His role as Sherlock Holmes in Doctor Who creator Steven Moffat’s BBC/Public Television’s Masterpiece Mystery series Sherlock first put Cumberbatch opposite The Hobbit star Martin Freeman.  Freeman has a similarly huge year coming as Bilbo Baggins in addition to reprising his Dr.

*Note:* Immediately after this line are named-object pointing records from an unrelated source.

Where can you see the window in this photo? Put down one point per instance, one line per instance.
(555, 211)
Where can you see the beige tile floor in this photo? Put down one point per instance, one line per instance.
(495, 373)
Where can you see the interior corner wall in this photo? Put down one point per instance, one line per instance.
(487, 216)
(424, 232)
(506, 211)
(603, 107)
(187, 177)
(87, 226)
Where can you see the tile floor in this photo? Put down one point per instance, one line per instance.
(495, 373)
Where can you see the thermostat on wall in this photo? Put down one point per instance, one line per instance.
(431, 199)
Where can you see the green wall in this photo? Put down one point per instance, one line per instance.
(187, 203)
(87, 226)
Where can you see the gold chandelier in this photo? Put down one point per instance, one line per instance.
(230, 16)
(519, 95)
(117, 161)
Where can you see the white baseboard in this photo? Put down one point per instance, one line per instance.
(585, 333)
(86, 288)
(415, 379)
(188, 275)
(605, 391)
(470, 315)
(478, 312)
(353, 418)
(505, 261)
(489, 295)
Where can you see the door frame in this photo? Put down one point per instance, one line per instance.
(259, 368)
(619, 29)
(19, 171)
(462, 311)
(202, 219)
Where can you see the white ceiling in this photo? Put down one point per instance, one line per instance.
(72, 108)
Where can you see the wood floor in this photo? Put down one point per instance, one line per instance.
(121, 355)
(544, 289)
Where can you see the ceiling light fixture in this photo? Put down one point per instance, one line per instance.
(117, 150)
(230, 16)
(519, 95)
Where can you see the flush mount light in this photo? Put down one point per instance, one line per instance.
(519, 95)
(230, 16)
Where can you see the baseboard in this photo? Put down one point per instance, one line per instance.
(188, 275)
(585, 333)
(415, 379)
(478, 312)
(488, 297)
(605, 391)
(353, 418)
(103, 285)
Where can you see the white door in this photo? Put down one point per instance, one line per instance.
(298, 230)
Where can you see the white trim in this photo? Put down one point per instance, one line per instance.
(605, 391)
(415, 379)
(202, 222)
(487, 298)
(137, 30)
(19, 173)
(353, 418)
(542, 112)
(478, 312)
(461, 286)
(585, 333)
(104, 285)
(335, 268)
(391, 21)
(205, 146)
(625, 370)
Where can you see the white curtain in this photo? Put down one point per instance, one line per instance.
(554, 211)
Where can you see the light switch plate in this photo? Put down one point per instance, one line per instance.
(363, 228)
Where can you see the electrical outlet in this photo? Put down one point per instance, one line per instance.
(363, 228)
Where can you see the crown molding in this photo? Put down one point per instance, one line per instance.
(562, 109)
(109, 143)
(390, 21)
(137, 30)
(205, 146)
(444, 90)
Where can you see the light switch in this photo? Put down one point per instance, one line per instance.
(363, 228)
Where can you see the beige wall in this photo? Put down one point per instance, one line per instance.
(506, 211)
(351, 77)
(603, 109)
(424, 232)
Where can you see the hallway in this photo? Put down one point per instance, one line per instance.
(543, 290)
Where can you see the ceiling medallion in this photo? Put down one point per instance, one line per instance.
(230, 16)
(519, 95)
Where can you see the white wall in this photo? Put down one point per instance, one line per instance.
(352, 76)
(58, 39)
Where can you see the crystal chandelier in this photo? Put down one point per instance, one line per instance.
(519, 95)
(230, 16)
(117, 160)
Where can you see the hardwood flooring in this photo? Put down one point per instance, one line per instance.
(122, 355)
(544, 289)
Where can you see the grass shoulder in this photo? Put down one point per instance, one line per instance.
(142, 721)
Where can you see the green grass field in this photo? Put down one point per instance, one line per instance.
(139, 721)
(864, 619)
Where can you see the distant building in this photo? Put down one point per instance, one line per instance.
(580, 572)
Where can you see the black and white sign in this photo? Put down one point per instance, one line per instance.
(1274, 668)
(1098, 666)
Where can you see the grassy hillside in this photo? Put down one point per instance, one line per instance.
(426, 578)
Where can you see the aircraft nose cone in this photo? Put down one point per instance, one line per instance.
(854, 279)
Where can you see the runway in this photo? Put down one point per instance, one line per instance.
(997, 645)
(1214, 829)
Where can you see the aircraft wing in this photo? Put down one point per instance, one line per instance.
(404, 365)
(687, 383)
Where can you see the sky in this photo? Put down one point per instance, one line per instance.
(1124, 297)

Watson role.  In Sherlock, the classic detective is brought into the 21st century, but his skills and sleuthing is very familiar.  Masterpiece Mystery confirmed this week that the Sherlock series 2/season 2 is scheduled to begin this May, and that they plan to bring back Cumberbatch for a third year after season 2.

Since his first roles in 2002, including a small part in the BBC mini-series Tipping the Velvet with Ashes to Ashes/Identity star Keeley Hawes, Cumberbatch had memorable smaller parts in 2006’s Amazing Grace as William Pitt…

in 2008’s The Other Boleyn Girl as William Carey, and in 2011 he played Major Stewart in Steven Spielberg’s acclaimed film War Horse

and as Peter Guillam in this season’s spy thriller (opening in general release this weekend finally) Tinker, Tailor, Soldier, Spy.

Cumberbatch joins the Enterprise crew from Star Trek 2009, Chris Pine, Karl Urban, Simon Pegg, Zachary Quinto, and Zoe Saldana, and former Robocop Peter Weller as a yet-to-be-named character in the yet-to-be-named new Star Trek film.